How could this have happen to to such a proud officer? Skip found himself thinking. He had been paired with his best friend for years and was now thrown into Gay Hell, partnered with GI Jim and the homophobic brigade. Skip was sure he would never last! The fear he would accidentally out himself and be hazed to a bloody pulp before Liza ever gets a chance to remarry was now a real and present danger. Skip turned and looked at his partner. But just as he was about to let loose his mighty fury, he heard a familiar sound that sent slivers of cold fear through his veins.
“Skippeeeeeeeeeeeeeey!” That high-pitched timbre could only belong to the Queen of Queens – Corey Westen. Skip turned to face the underweight, oversexed boy with a look that screamed, “On duty. Shut your hole!”
Corey either didn’t read the look, or didn’t care to closet his personal queen.
“Honey, we missed you last night at the Cha Cha Palace! You missed some special treats. I don’t remember everything, but I do know that I had me at least three mens licking and chewing on me -” Skip’s hand went up to Corey’s flapping mouth.
“I’m on duty.” Skip whispered pointedly. “Cut the queer eye.”
Corey’s brain finally registered the situation, and the backpedaling began. “Oh my gosh, honey, I had you mistaken for an ex-boyfriend. Oh, please forgive me, you big, straight, hunk of officer.” The man flamed away.
Skip took in a deep breath and released every ounce of tension that had just boiled to the surface. He was afraid to even look at Jim. Had Jim bought the lie? Was he right now cleaning his bayonet and loading his musket?
“Fucking homos!” was all Skip heard from his partner. He quickly turned and composed himself before his venom could do irreparable damage.
“I’m going to use the restroom.” Skip hissed through clenched teeth.
He had no intention of going to the restroom. What he intended to do was step outside to call his best friend, and used-to-be-partner, so she could keep him from committing homo-cide.

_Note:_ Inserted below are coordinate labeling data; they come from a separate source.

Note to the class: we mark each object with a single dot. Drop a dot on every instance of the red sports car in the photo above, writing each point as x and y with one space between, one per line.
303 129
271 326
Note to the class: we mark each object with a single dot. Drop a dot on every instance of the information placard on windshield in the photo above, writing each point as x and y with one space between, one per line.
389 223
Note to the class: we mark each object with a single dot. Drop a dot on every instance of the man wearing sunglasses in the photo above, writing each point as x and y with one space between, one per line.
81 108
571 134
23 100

He managed to get outside before the rage took control. A blast of cold air whipped up his pant-legs, and he braced himself against a wall. He hated cold nearly as much as he hated his new partner.
A pack of smokers were enjoying a few drags before the game started. As soon as they saw Skip-in-blue, their demeanor changed and over half of them did the twist on their cigs and left for the party inside. The half that remained turned their backs to Skip, as if the very act would safeguard them from the law. Skip rolled his eyes and turned his own back to shield his face from the biting wind.
He pulled out his phone and clumsily dialed Jamie’s cell. The line rang twice. “Davenport.” Salvation on the other end.
“Hey Jamie, it’s Skipper. Don’t talk; I need to vent.”